O Terceiro Passo em Narcóticos Anônimos: Entrega e Espiritualidade no Processo de Recuperação
26/08/2025

Por Raique Almeida
O Terceiro Passo dos Narcóticos Anônimos (NA) afirma: “Decidimos entregar nossa vontade e nossa vida aos cuidados de Deus, da maneira como nós O compreendíamos” (NA, 2008, p. 24). Este passo representa um marco fundamental no processo de recuperação, pois introduz a dimensão da entrega, confiança e espiritualidade como pilares da reconstrução da vida do adicto.
De acordo com Kellen (2014), a dependência química é marcada por padrões de controle e compulsividade que aprisionam o indivíduo em um ciclo de uso e recaída. Nesse sentido, o Terceiro Passo sugere um movimento contrário: ao invés da busca incessante pelo controle da vida e das substâncias, o dependente é convidado a abrir mão da onipotência e reconhecer a necessidade de apoio espiritual e comunitário.
A literatura especializada evidencia que a espiritualidade, ainda que desvinculada de uma religião específica, é um recurso terapêutico importante no processo de recuperação (Pargament, 2011). Em Narcóticos Anônimos, a noção de “Deus, da maneira como nós O compreendíamos” permite que cada membro construa sua própria compreensão de um poder superior, evitando imposições dogmáticas e favorecendo a inclusão. Essa abertura amplia o sentido de pertencimento e fortalece a prática de rendição como um ato de humildade e crescimento interior.
Segundo Rogers (2001), a mudança pessoal acontece quando o indivíduo consegue aceitar-se em sua condição de vulnerabilidade. Essa aceitação encontra ressonância no Terceiro Passo, já que a entrega da vontade não implica passividade, mas sim um reposicionamento existencial: o adicto deixa de ser o centro controlador de sua vida para reconhecer sua limitação e a necessidade de confiar em algo maior. Desse modo, a espiritualidade proposta no NA não se trata de uma fuga, mas de uma abertura à transformação.
Além disso, estudos de Galanter (2014) demonstram que a participação em grupos de mútua ajuda, como NA, reforça valores comunitários e espirituais que auxiliam no fortalecimento da resiliência, da coesão social e da abstinência. O Terceiro Passo, ao propor a entrega, fortalece essa dimensão coletiva, visto que a confiança em um poder superior também se reflete na confiança no grupo como espaço terapêutico e de apoio.

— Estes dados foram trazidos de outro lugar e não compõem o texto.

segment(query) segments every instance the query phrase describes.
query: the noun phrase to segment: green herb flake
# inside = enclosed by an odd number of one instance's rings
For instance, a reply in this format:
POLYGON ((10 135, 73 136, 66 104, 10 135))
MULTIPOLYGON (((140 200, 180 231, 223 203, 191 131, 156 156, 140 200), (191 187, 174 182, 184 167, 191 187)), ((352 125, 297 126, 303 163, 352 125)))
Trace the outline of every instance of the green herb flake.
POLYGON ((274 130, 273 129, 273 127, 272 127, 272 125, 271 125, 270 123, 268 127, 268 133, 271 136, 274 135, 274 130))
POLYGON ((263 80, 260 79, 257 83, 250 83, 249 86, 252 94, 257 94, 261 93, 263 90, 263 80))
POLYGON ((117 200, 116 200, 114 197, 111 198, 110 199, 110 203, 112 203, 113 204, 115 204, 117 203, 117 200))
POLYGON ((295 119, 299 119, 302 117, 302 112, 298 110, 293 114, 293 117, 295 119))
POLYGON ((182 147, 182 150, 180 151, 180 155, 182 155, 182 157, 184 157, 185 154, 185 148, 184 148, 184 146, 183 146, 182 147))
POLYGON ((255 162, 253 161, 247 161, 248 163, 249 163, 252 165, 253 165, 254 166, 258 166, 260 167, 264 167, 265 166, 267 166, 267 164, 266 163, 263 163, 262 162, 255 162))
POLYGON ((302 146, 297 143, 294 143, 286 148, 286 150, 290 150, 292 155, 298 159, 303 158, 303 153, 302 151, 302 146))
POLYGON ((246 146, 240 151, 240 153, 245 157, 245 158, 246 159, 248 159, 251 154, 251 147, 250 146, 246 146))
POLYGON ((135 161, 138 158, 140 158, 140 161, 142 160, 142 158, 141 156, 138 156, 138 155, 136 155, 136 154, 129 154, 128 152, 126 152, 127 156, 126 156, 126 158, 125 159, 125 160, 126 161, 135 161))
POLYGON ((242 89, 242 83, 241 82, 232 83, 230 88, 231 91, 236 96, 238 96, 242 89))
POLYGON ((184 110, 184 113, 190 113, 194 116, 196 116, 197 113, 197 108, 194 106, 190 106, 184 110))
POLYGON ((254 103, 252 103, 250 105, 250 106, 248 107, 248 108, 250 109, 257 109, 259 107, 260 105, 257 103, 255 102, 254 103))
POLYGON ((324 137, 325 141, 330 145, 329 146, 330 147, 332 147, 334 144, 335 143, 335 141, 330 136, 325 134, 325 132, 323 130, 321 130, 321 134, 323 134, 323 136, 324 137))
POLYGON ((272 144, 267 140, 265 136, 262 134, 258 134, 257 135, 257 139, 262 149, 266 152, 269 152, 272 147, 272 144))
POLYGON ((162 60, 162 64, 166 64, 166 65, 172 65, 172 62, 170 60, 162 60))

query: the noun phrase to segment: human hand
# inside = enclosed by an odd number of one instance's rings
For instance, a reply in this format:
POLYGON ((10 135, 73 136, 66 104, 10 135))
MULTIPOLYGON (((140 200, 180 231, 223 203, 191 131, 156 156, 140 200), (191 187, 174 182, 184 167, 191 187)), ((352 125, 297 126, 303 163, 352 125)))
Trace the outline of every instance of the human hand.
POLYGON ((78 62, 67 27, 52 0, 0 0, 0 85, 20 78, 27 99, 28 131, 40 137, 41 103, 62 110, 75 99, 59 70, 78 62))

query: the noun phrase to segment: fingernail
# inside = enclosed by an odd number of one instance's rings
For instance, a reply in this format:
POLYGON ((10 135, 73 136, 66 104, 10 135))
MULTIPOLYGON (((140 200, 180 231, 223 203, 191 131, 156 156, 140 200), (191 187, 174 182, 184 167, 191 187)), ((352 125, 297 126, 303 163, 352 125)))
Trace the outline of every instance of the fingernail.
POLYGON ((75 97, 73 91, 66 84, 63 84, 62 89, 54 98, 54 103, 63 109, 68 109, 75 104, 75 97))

Portanto, o Terceiro Passo dos Narcóticos Anônimos é mais do que uma prática de fé: constitui-se em uma estratégia de ressignificação da vida do dependente químico. Ele promove a superação da ilusão de controle absoluto, favorece o reconhecimento das fragilidades humanas e possibilita a abertura para novas formas de cuidado. A entrega da vontade, nesse contexto, não é sinônimo de fraqueza, mas sim de fortalecimento e amadurecimento, permitindo ao adicto reconstruir sua existência a partir da espiritualidade, da comunidade e da confiança no processo de recuperação.
Referências
GALANTER, Marc. Mutual help organizations: Research on their efficacy for addiction. American Journal on Addictions, v. 23, n. 3, p. 206-212, 2014.
KELLEN, Vânia. Dependência química: compulsão e perda de controle. Porto Alegre: Artes Médicas, 2014.
NARCÓTICOS ANÔNIMOS. Texto Básico. 6. ed. Rio de Janeiro: JUNAAB, 2008.
PARGAMENT, Kenneth. Spiritually integrated psychotherapy: Understanding and addressing the sacred. New York: Guilford Press, 2011.
ROGERS, Carl. Tornar-se pessoa. São Paulo: Martins Fontes, 2001.